Showing posts with label patience. Show all posts
Showing posts with label patience. Show all posts

Saturday, 9 December 2023

Odds and sods

  • I won't leave any great achievements when I die. I shall simply vanish into the ether. I have no problem with that.
  • I'm used to doing things on my own. If other people are hovering, I get flustered (if they're hoovering I get even more flustered).
  • Most cats find me frightening. They rush off when they see me. But some cats are extra friendly and want lots of stroking.
  • I shouldn't judge by appearances but I do. I like to think I can suss someone out. Usually my assumptions are quite wrong.
  • Sometimes I have no patience whatever and get instantly exasperated. At other times I have boundless patience. There's no logic to it.
  • I'm not easily duped or scammed. I have a pretty acute shit-detector that alerts me fast. In fact I'm a bit too sceptical for my own good.
  • How handy it would be if toenails and fingernails stopped growing once they reached their normal size. Why do they keep growing??
  • Flying doesn't scare me. Planes are incredibly well-maintained and very safe. After all, the pilots and crew want to stay alive.
  • I may be six foot, but I don't feel tall unless I look in the mirror. I imagine I'm a similar height to other people.
  • I'm compulsively polite. I hate arguing with people, so I always try to smooth things over with some bland comments.
  • It's strange that I've never seen myself walking down the street. Do I have a funny walk? Do I look like an old codger?
  • If I try to do two things at once I just get confused. I have zero aptitude for multi-tasking.
  • I'm not a drama queen. When people turn some minor incident into a frantic uproar, I just stay calm and dignified.
(You might remember some of these from earlier posts)

Saturday, 29 December 2012

In two minds

I always feel ambivalent about other people’s miseries. On the one hand I want to help them and make them feel better. On the other, I don’t want their misery to deflate my own happiness.

Should I respond altruistically or selfishly? Should I think of their well-being or my own? Should I leave them to sort out their own negative feelings or ride to the rescue?

I think this ambivalence is quite common. Although there’s a huge market for books about people’s miserable past, about the abuse and neglect and poverty and self-hatred, in our daily life we may turn away from a stranger’s rambling hard luck story with a dismissive shrug.
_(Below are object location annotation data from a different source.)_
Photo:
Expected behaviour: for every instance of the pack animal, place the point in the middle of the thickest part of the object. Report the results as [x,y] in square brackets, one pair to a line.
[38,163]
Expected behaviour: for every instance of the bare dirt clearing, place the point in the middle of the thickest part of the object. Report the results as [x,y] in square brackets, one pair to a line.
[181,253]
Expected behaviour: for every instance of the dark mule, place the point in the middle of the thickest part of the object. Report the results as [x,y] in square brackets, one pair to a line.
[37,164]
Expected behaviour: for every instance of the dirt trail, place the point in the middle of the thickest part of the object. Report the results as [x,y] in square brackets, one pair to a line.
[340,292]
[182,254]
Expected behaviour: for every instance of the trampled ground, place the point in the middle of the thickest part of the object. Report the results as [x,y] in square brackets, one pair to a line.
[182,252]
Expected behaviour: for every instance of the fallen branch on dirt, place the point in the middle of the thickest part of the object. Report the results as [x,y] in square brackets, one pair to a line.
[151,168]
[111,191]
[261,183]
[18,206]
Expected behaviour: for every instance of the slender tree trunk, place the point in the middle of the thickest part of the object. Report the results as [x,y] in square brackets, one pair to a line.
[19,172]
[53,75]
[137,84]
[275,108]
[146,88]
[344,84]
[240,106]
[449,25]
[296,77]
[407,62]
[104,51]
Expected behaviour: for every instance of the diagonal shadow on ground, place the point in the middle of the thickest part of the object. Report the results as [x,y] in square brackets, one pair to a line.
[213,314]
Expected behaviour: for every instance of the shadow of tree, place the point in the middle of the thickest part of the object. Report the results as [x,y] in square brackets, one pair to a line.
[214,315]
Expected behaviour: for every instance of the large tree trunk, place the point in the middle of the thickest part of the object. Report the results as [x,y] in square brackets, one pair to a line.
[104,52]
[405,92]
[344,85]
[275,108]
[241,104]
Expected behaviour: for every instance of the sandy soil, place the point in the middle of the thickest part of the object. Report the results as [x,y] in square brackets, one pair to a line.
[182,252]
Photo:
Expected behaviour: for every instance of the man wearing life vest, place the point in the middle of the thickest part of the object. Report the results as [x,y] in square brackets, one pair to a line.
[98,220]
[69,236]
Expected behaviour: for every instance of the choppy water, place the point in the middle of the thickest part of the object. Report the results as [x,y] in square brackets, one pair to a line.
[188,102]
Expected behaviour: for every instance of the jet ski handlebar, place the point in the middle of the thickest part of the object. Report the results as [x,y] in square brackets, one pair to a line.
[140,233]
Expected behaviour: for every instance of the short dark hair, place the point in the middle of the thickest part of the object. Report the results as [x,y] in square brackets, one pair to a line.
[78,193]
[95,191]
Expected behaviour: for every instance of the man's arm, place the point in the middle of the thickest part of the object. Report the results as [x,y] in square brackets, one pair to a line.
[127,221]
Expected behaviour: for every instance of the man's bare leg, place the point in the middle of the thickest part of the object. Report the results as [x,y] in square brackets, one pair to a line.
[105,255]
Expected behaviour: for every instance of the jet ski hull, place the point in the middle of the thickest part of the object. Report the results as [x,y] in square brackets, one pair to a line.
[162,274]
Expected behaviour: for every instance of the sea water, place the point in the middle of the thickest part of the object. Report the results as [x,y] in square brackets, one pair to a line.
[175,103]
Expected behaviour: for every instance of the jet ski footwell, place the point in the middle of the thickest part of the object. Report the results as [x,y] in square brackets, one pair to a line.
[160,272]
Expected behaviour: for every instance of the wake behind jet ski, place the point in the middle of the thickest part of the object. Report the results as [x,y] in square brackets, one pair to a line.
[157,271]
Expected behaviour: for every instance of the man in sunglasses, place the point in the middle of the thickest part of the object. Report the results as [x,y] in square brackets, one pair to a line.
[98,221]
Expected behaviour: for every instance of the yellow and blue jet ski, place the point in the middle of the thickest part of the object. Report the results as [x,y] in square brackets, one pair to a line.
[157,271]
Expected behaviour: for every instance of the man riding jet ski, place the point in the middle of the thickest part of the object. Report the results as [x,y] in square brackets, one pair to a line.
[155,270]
It may be too much to handle if we’re already wrestling with a dozen problems of our own.

Some people’s misery is so personal, so rooted in their own psyche and their way of seeing things, that it can be hard to relieve it however much we try. Any amount of sympathetic listening, intelligent advice or tough talking may cheer them up for half an hour but then the misery returns.

Also, misery can be very multi-layered. It can take time to dig out the exact cause. What someone tells us to begin with may be only the most trivial bits, the bits that are easiest to talk about. It may take a lot of patient coaxing to get to the heart of what’s clawing at them.

If it’s someone we love, that patience is easily come-by. But if it’s a mere acquaintance, we’re nervous about what we might be getting into and we’re more cautious with our concern.

And of course people often hide their misery. It’s embarrassing to confess that they don’t enjoy life. They see it as a personal failure, a temperamental flaw. They’d rather keep this awful affliction to themselves. We may guess at their private sorrow, but there’s no way they’ll talk about it.

But if it’s possible to ease someone’s misery and make them a little happier, it’s one of the most satisfying feelings in the world. What more can you do for another human being?

Tuesday, 14 July 2009

Impatience

I used to think I was a very patient person, always steeped in a sort of Zen Buddhist serenity, unphased by anything. But it ain't true, I'm actually very impatient about a lot of things.

I'm particularly impatient about having to wait for service. If I'm in a phone queue, or a cashdesk queue, or a bus queue, I get very exasperated. It's wasted time I can't use for anything else (unless I happen to have a book with me). Why can't they just employ more staff, provide more buses, speed up a bit?

I know it's not good for my blood pressure. I know I should be more philosophical about things I can't control. I know those concerned are probably doing their best under pressure. But something gets stirred up and irritation takes over.

I also get impatient (or more likely steaming mad) with people who do things wrong. I don't mean minor mistakes like burning the toast. I mean major things like delivering the wrong furniture or charging me twice for something. Why can't they simply check the details properly and take a bit more care? As someone who habitually double checks and makes sure I've "got it right", I don't understand such sloppiness.

But in other ways I have infinite, bottomless patience. Being pretty unconventional myself, I'm very sympathetic to other people's oddities - their strange quirks of behaviour, their outlandish opinions, their eccentric clothing. I'm always curious about why they do what they do, why they think in a certain way, why they defy the usual social norms. I have a huge appetite for human diversity and variety, it's what makes life so fascinating.

And of course I have plenty of patience for my partner, for her myriad little habits and peculiarities, all of which I find endlessly endearing and lovable. Well, I've got to say that, haven't I?